元パティシエが蛍光灯で殴り合い…“デスマッチアマゾネス”山下りなの媚びない魅力「犯罪以外なら何してもいい」 米国で男子相手に王座獲得<Number Web> photograph by Norihiro Hashimoto

アメリカの団体GCWではデスマッチ王座を獲得。日米で注目を集めるデスマッチファイターの山下りな

アメリカで言われた「あなたの試合で、私も頑張れるよ」

 男子相手でも結果が出せるようになってきたのは「ベルトを巻いたことがきっかけじゃないですか」と山下は言う。矛盾するようだが“いったん勝ったら勝てるようになる”ということもあるのが勝負の世界だ。メンタル面でも変化があった。

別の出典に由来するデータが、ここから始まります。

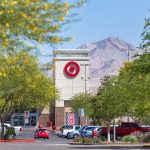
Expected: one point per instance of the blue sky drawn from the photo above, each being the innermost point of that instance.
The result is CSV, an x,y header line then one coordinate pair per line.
x,y
104,18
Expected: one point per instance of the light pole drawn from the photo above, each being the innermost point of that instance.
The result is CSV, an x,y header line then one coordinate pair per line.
x,y
85,78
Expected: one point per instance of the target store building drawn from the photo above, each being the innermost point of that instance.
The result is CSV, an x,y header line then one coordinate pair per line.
x,y
71,76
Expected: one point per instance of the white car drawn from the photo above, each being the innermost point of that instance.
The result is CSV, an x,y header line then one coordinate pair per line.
x,y
65,131
18,129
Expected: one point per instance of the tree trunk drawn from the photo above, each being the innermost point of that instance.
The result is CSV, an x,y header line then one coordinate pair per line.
x,y
108,133
114,132
2,128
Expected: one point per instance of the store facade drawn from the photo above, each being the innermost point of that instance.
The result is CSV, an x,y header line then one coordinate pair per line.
x,y
71,76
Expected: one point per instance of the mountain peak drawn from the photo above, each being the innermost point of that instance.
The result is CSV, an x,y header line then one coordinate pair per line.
x,y
114,43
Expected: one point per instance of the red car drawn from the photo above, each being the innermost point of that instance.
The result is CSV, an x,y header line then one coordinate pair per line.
x,y
41,133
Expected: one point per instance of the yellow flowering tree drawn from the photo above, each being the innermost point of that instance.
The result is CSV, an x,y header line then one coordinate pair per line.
x,y
39,20
22,85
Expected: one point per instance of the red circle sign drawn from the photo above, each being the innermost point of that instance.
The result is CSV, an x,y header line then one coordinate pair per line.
x,y
71,69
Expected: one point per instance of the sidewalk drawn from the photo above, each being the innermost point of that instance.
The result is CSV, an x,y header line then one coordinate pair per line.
x,y
110,146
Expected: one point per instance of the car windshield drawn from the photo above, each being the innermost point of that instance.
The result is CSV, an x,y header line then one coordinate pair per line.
x,y
68,127
90,128
42,130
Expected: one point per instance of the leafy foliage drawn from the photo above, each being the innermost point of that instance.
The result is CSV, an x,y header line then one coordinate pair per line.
x,y
35,20
23,85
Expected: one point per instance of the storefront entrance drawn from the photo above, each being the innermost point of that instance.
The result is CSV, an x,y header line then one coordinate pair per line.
x,y
18,119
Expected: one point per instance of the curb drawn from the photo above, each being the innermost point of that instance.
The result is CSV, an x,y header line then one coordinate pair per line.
x,y
25,141
109,146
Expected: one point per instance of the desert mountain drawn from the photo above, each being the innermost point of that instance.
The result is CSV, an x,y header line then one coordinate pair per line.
x,y
106,58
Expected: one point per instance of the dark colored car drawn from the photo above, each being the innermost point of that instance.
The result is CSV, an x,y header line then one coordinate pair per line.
x,y
87,131
41,133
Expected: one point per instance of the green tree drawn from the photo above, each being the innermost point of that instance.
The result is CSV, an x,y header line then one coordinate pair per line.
x,y
34,20
23,85
136,77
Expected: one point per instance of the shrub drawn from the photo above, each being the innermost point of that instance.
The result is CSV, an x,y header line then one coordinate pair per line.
x,y
87,140
78,139
146,137
130,138
10,133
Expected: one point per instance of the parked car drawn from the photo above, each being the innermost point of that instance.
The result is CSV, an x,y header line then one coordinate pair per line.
x,y
41,133
66,129
96,132
125,128
17,129
87,131
76,133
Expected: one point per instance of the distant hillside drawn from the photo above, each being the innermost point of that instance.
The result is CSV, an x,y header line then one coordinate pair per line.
x,y
106,58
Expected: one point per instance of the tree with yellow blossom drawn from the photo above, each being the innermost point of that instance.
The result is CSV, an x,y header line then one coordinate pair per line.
x,y
37,20
23,86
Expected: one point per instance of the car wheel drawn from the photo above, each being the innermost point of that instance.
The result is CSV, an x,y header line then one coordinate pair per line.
x,y
75,136
68,135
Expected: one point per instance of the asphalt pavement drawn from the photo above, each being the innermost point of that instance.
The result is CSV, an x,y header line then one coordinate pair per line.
x,y
55,143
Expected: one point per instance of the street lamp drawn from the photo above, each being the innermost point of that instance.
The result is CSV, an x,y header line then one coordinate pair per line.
x,y
85,78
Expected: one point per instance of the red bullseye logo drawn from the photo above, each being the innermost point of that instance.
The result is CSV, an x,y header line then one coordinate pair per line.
x,y
71,69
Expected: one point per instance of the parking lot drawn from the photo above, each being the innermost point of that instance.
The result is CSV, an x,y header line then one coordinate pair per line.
x,y
54,138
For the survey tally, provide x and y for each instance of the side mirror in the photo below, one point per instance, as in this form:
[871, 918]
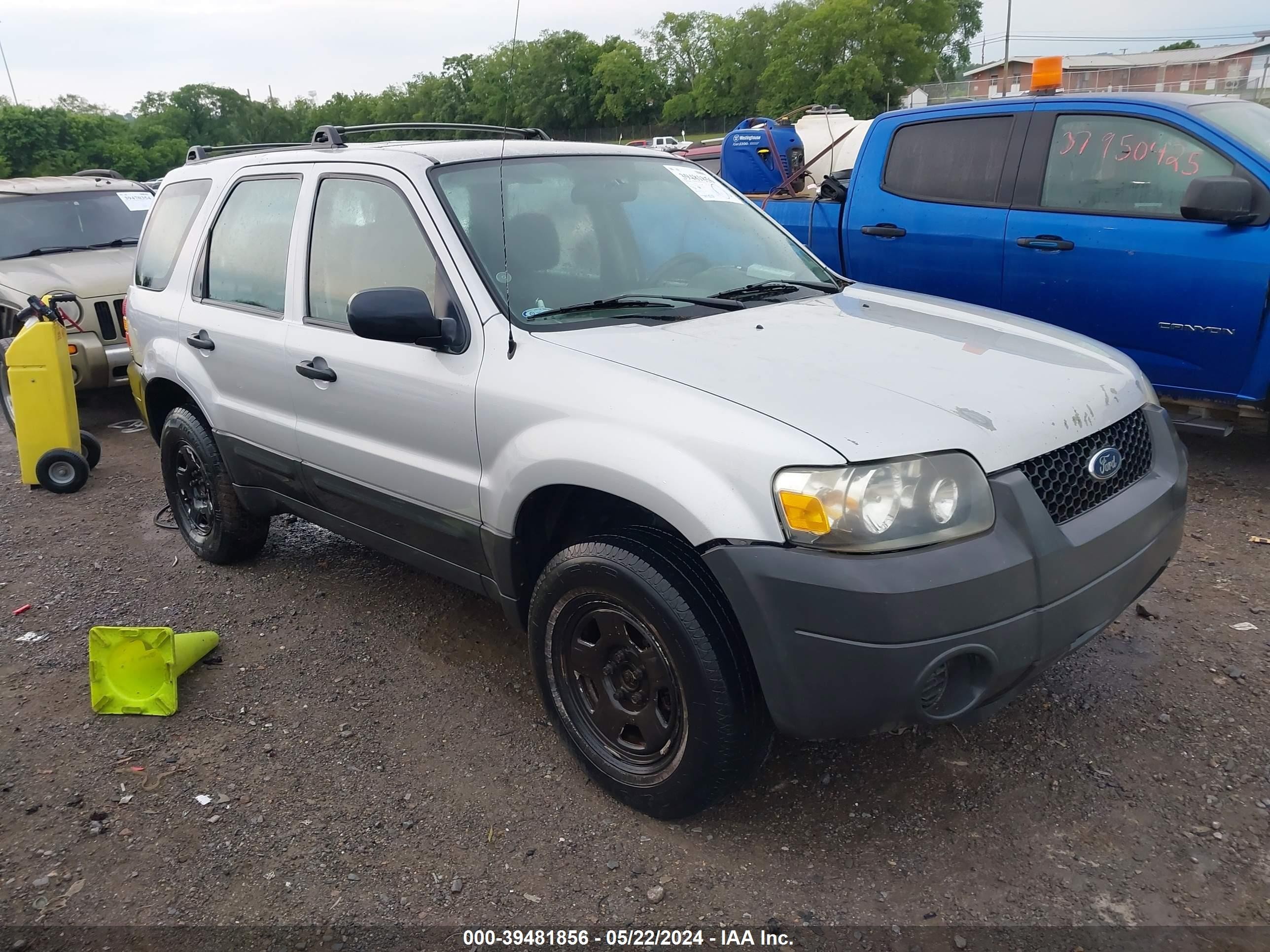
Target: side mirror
[1218, 199]
[400, 315]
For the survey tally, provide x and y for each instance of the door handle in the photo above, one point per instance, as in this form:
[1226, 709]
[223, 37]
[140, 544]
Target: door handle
[883, 230]
[201, 342]
[316, 370]
[1047, 243]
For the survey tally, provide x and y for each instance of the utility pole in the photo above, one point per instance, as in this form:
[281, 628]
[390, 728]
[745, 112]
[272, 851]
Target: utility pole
[1010, 5]
[5, 60]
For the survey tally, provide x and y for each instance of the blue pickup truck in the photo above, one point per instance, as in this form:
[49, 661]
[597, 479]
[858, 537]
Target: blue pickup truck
[1139, 220]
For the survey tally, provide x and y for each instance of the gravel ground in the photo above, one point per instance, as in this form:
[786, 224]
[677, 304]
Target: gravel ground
[375, 753]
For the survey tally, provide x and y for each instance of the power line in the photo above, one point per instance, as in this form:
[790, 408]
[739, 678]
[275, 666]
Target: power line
[1192, 31]
[1117, 40]
[5, 60]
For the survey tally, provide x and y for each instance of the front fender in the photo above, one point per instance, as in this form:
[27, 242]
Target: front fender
[654, 474]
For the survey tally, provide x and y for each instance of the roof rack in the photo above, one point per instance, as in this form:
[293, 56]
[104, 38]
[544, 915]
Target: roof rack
[199, 154]
[334, 135]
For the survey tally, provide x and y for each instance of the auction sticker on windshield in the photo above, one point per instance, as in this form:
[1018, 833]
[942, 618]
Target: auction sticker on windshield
[702, 182]
[138, 201]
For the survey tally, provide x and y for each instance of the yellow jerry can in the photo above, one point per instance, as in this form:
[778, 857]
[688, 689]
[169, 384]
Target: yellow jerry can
[52, 451]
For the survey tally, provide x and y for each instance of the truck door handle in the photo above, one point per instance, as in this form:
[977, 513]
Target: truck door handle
[316, 370]
[1047, 243]
[883, 230]
[201, 342]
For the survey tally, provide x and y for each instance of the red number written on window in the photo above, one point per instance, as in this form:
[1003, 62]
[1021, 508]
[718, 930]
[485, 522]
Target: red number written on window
[1130, 149]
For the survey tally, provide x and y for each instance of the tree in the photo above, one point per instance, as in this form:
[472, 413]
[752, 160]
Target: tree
[678, 108]
[627, 84]
[681, 46]
[728, 85]
[859, 54]
[73, 103]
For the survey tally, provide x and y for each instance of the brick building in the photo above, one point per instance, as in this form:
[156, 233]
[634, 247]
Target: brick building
[1218, 69]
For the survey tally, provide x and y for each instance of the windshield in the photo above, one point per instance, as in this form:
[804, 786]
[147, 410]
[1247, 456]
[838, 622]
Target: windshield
[585, 229]
[70, 220]
[1247, 122]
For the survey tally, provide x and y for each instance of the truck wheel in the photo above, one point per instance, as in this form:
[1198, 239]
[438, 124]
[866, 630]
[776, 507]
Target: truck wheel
[92, 448]
[634, 658]
[61, 471]
[216, 526]
[5, 394]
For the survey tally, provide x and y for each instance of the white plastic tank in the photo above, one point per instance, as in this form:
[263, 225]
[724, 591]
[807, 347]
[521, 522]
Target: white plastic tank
[822, 125]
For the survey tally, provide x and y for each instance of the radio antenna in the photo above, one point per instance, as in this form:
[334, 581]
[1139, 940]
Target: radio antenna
[506, 277]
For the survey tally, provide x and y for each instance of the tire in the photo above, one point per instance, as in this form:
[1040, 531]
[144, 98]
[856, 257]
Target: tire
[92, 448]
[5, 397]
[216, 527]
[61, 471]
[644, 675]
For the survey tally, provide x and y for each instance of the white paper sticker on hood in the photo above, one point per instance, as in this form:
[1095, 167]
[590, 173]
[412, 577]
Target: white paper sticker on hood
[138, 201]
[705, 184]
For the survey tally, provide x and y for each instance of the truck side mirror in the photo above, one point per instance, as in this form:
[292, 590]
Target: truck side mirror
[399, 315]
[1218, 199]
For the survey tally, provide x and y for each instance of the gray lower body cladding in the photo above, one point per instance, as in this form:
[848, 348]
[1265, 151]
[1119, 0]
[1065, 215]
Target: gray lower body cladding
[849, 644]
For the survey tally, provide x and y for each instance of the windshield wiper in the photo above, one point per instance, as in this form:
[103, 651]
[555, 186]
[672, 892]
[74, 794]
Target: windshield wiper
[47, 250]
[624, 301]
[768, 289]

「ウルトラバイオレント王者として、団体の象徴として見られるわけじゃないですか。団体の歴史の一部として名前を刻んだ立場でもある。負けて“よく頑張った”じゃ許されないんですよ。まして日本から呼んでもらってるんで、替えのきかない存在にならないと。何十万円っていう旅費を出してアメリカまで呼んでくれること自体、自信になりますね。お客さんが翻訳機を使って話しかけてくれたりもして。“あなたの試合を見て、私も明日また頑張れるよ”みたいな」

 アメリカが合っていたというより、GCWが合っていたと山下は思っている。選手もスタッフもファンも「みんな気持ちのいい人たちばかり」だと。日米のデスマッチの違いについて聞くと「日本のほうが正確で丁寧」だそうだ。

「日本では“蛍光灯デスマッチ”とか試合形式があらかじめ発表されますけど、アメリカではそれがない。大会当日、会場にアイテム班がいていろいろアイテム(凶器)を用意してるんです。“これを使ってほしい”とリクエストがあったり、こっちからもリクエストしたり。でも、いざリングに上がると頼んだアイテムがなかったり、頼んでないアイテムが置いてあったり(笑)。試合前の作戦がその時点で通じなくなるので、臨機応変さは鍛えられますね」

 臨機応変さはデスマッチで活躍するために欠かせない要素だ。蛍光灯を使っても硬くて割れない時があるし、思いがけないアクシデントが頻発する。

「そういう時に“どうしよう”となったらお客さんにもその空気が伝わるので。同じ技をもう一回やるパターンもあるんですけど、それだとお客さんがホッとするだけ。失敗した技以上のことをやらないと盛り上がらないんです。そういう臨機応変さでは、葛西純が飛び抜けてますね」

「山下には犯罪以外なら何してもいい」は信頼の証

 結果を出すことで、山下りなというデスマッチファイターのバリューはどんどん上がっていく。8月、FREEDOMSのビッグマッチである横浜武道館大会では竹田誠志とタッグを結成。対戦したのは葛西純と新日本プロレスのエル・デスペラードだ。竹田、山下との対戦はデスペラードも望んでいた。

 昨年、新日本とスターダムが合同興行を開催した時には、男女タッグの試合が物議を醸した。男女の対戦に忌避感を抱く者も少なくなかったのだ。しかしデスペラードと山下が闘うことになっても聞こえるのは期待の声ばかり。2人は何の問題もなく闘い、血を流した。「デスペさんとはGCWでシングルやりたいですね」と山下。